The mainstream media this January will be looking for the nuts.
I saw this in 1994, when the new Republican Congress came in. The media had a storyline in their head then, too: These wild and crazy righties who just got elected are . . . wild and crazy. They focused their cameras on people who could be portrayed as nutty, and found them. The spirited Helen Chenoweth, freshman from Idaho, talked a little too much about “black helicopters.” She was portrayed as paranoid and eccentric. Bob Livingston, from New Orleans, went to his first meeting of the Appropriations Committee wielding a machete. The new speaker, Newt Gingrich, was full of pronouncements and provocations; he was a one-man drama machine.
It was a high spirited group, and one operating without a conservative media infrastructure to defend them. They and others were caught and tagged like big wild birds, then released into the air, damaged.

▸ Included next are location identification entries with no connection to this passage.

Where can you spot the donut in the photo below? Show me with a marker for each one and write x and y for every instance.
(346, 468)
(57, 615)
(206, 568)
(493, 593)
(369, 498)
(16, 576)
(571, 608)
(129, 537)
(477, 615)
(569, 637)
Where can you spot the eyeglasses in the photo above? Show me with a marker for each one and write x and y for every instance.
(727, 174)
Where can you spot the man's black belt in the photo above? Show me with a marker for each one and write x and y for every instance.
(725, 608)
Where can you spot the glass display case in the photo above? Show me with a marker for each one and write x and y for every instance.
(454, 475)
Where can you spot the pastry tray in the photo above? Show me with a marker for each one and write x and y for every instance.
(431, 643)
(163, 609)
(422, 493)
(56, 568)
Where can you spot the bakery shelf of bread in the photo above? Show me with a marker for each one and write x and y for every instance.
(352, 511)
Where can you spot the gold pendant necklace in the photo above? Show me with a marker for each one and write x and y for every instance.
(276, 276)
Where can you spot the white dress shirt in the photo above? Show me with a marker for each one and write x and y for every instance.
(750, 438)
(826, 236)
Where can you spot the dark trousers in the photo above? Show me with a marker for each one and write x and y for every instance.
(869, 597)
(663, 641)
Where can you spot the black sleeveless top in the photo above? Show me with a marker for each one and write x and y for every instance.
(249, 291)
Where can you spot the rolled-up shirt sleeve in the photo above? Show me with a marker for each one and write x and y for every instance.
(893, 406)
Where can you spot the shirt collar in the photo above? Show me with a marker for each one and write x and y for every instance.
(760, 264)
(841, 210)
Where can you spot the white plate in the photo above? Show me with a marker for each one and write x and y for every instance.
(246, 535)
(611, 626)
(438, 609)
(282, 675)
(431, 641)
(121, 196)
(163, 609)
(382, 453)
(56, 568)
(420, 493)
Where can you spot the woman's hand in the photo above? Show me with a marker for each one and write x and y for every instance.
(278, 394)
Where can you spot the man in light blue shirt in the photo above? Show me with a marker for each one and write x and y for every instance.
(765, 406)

The point is when they want to paint you as nuts and yahoos, don’t help them paint you as nuts and yahoos. It’s good to keep in mind the advice of the 19th century actress Mrs. Patrick Campbell, who once said, speaking in a different context, that she didn’t really care what people did as long as they didn’t do it in the street and frighten the horses.
That would be the advice for incoming Republicans: Stand tall, speak clear, and don’t frighten the horses.